Let me say at the outset that it was never God’s intention to have Abraham kill Isaac. Rather, it was a test God knew Abraham would pass. This is why Abraham was effectively a superhero of the faith. He believed that even if Isaac died, God would raise him from the dead. Hebrews 11:19 tells us, “Abraham reasoned that if Isaac died, God was able to bring him back to life again” (NLT).
In other words, no matter what happened, Abraham knew that God was in control.
So Abraham basically said to Isaac, “Son, come on. We’re going to take a little walk together.” And as they made their way up the mountain, it was beginning to dawn on Isaac what was about to take place.
Here we have a beautiful picture of what happened at the cross of Calvary. I think this is one of the reasons this story is in the Bible. It shows us a father who was willing to sacrifice his son, and a son who was willing to be sacrificed.

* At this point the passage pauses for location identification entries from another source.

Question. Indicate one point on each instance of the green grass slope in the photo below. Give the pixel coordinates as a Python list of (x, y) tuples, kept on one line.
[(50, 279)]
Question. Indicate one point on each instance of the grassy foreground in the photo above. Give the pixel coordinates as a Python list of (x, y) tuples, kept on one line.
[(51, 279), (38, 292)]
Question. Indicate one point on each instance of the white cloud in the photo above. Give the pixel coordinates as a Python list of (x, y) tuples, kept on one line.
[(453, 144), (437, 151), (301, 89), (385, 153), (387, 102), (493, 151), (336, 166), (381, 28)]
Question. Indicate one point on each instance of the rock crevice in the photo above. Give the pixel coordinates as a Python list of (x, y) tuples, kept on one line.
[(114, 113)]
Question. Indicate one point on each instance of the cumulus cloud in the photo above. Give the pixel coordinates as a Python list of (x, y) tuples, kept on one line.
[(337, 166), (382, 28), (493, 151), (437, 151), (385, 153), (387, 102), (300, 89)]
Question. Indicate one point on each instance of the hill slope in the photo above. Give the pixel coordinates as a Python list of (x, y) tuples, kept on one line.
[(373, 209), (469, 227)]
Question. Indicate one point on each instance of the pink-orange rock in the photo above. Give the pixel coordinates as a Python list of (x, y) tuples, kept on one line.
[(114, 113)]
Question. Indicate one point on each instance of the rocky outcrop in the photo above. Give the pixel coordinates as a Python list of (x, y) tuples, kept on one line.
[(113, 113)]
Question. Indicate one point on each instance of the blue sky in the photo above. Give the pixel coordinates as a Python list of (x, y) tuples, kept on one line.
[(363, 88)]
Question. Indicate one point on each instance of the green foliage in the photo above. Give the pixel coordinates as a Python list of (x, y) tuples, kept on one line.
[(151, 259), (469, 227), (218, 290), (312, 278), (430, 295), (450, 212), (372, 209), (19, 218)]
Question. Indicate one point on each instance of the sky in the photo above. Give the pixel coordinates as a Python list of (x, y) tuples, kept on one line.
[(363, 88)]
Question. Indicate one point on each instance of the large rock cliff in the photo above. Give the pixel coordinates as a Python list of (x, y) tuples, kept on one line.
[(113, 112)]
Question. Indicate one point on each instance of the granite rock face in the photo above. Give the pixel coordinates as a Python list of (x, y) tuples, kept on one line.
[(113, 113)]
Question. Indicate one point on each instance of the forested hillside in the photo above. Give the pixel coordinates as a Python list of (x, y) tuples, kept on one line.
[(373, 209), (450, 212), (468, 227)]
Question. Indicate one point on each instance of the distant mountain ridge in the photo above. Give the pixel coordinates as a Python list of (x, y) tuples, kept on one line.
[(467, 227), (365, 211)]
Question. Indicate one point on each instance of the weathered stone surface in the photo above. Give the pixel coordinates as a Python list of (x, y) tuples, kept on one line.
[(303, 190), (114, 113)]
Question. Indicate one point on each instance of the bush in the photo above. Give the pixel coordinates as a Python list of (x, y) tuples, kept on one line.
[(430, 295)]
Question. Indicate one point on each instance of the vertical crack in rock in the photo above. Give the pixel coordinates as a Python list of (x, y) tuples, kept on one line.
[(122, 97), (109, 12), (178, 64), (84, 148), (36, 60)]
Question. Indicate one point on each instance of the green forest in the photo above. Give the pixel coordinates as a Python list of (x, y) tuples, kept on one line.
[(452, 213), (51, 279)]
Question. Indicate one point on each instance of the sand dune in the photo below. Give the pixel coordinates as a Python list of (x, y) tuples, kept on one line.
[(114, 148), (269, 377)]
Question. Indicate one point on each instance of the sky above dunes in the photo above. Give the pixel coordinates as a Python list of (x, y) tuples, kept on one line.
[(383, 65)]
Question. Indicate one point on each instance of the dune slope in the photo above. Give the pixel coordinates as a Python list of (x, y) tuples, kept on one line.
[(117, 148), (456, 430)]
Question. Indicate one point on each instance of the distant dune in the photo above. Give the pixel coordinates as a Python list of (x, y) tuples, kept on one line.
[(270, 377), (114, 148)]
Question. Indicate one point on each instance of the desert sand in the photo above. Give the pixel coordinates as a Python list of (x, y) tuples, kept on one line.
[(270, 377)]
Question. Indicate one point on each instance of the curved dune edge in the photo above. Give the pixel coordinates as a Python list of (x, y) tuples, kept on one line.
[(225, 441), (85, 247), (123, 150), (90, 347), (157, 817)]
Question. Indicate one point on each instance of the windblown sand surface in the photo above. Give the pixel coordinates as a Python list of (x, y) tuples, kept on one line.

As Isaac was lying on the altar and his father raised up the knife, preparing to sacrifice his son, a voice came from heaven: “Abraham! Abraham! … Don’t lay a hand on the boy! … Do not hurt him in any way, for now I know that you truly fear God. You have not withheld from me even your son, your only son” (Genesis 22:11 NLT).
World changers like Abraham give everything back to God because everything is from God. Our children are a gift from God. We don’t own them; they belong to him. Everything we have acquired in life, every possession, has been given to us by God. Every talent, every skill, and every ability we have is a gift to us from God. And it’s always a good thing to present them to God and say, “Lord, you gave these to me, and I give them back to you.”
Are you willing to do that? Abraham was.
We all have an Isaac in life, so to speak, something or someone we love so dearly. It is a good thing to present that something or someone to the Lord. And there is no safer place to be than in the hands of God.
World changers say to God, “Not my will, but yours, be done.”
If you want to be a world changer and live by faith, then know that your faith will be tested. We can’t control what will happen in our lives. All we get to do is decide how we will react to whatever comes our way. God is in control. We are not. But we can determine what we will do with what comes our way. World changers turn setbacks into stepping stones.